O que é arritmia cardíaca em animais?
O coração bate de forma coordenada graças a um sistema elétrico preciso. Qualquer alteração na geração ou condução desses impulsos elétricos resulta em arritmia. O coração pode bater muito rápido (taquicardia), muito devagar (bradicardia), de forma irregular (fibrilação) ou apresentar batimentos extras (extrassístoles), comprometendo em graus variáveis o bombeamento do sangue.
Em cães, as arritmias mais comuns incluem fibrilação atrial (associada à cardiomiopatia dilatada em raças grandes), extrassístoles ventriculares (especialmente em Boxers e Dobermans com cardiomiopatia arritmogênica do ventrículo direito) e bloqueio atrioventricular. Em gatos, a taquicardia ventricular e as bradiarritmias por cardiomiopatia hipertrófica são as mais prevalentes.
Causas e tipos
As causas de arritmia são numerosas e incluem doenças cardíacas primárias, doenças sistêmicas que afetam o coração secundariamente, desequilíbrios eletrolíticos, intoxicações e estímulos do sistema nervoso autônomo. O reconhecimento da causa é essencial para o tratamento adequado.
- Cardíacas: cardiomiopatia, endocardite, tumor cardíaco
- Sistêmicas: splênicas (síndrome de baço hemangiosarcoma), hipotireoidismo
- Eletrolíticas: hipocalemia, hiperkalemia, hipocalcemia
- Tóxicas: digital, alguns anestésicos, chocolete
- Autonômicas: vagotonia excessiva, estimulação simpática por dor ou ansiedade
Sintomas
Muitas arritmias são assintomáticas e descobertas ao acaso durante a ausculta cardíaca de rotina.
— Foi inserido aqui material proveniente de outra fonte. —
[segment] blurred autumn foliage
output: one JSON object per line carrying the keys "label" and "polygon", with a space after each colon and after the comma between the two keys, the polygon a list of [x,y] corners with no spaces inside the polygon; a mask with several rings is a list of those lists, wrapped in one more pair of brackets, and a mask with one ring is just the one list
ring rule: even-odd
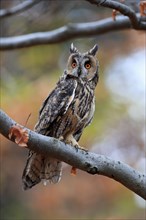
{"label": "blurred autumn foliage", "polygon": [[[10,7],[19,1],[2,1],[2,7]],[[57,3],[57,4],[56,4]],[[61,9],[61,10],[60,10]],[[42,1],[42,4],[3,20],[1,35],[47,31],[68,22],[94,21],[111,16],[106,8],[96,8],[83,1]],[[14,120],[33,129],[42,101],[55,86],[65,69],[71,41],[61,44],[37,46],[26,49],[1,52],[1,107]],[[145,33],[134,30],[107,33],[93,38],[74,40],[74,44],[86,51],[95,43],[99,45],[100,81],[96,89],[96,112],[93,123],[85,130],[80,144],[92,151],[122,160],[144,171],[144,123],[145,116],[137,110],[137,97],[132,105],[136,117],[131,114],[131,101],[121,97],[125,89],[122,66],[125,57],[143,51]],[[116,60],[116,80],[108,78],[113,74]],[[144,74],[143,53],[135,60],[137,78]],[[126,61],[125,61],[126,62]],[[140,63],[140,64],[139,64]],[[133,77],[131,63],[125,67],[128,80]],[[127,68],[127,69],[126,69]],[[143,80],[131,83],[136,93],[143,97]],[[111,80],[110,80],[111,79]],[[126,80],[127,80],[126,79]],[[114,81],[115,80],[115,81]],[[129,84],[128,84],[129,85]],[[111,89],[117,88],[117,89]],[[131,90],[130,90],[131,91]],[[115,96],[117,94],[117,96]],[[144,97],[143,97],[144,99]],[[126,101],[124,101],[126,100]],[[144,101],[142,101],[144,106]],[[1,138],[1,216],[9,219],[145,219],[144,203],[119,183],[103,176],[91,176],[77,171],[70,174],[70,167],[64,164],[63,177],[59,184],[44,187],[39,184],[29,191],[22,191],[21,175],[26,162],[27,150],[17,148]]]}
Quando sintomáticas, causam intolerância ao exercício, fraqueza episódica, síncope (desmaio súbito com recuperação espontânea), tonteira aparente e colapso. Animais com síncope recorrente necessitam de investigação cardiológica urgente.
Arritmias graves causam sinais de baixo débito cardíaco: mucosas pálidas, pulso fraco e irregular, extremidades frias, dispneia e colapso. A morte súbita pode ocorrer em alguns tipos de arritmia ventricular maligna, especialmente em raças predispostas como o Doberman e o Boxer.
Diagnóstico
O eletrocardiograma (ECG) é o exame fundamental para identificar e classificar o tipo de arritmia. O ECG de 24 horas (Holter) é indicado para arritmias intermitentes que não aparecem no ECG de consultório. A ecocardiografia avalia a estrutura e função do coração. Exames laboratoriais completam a investigação das causas sistêmicas.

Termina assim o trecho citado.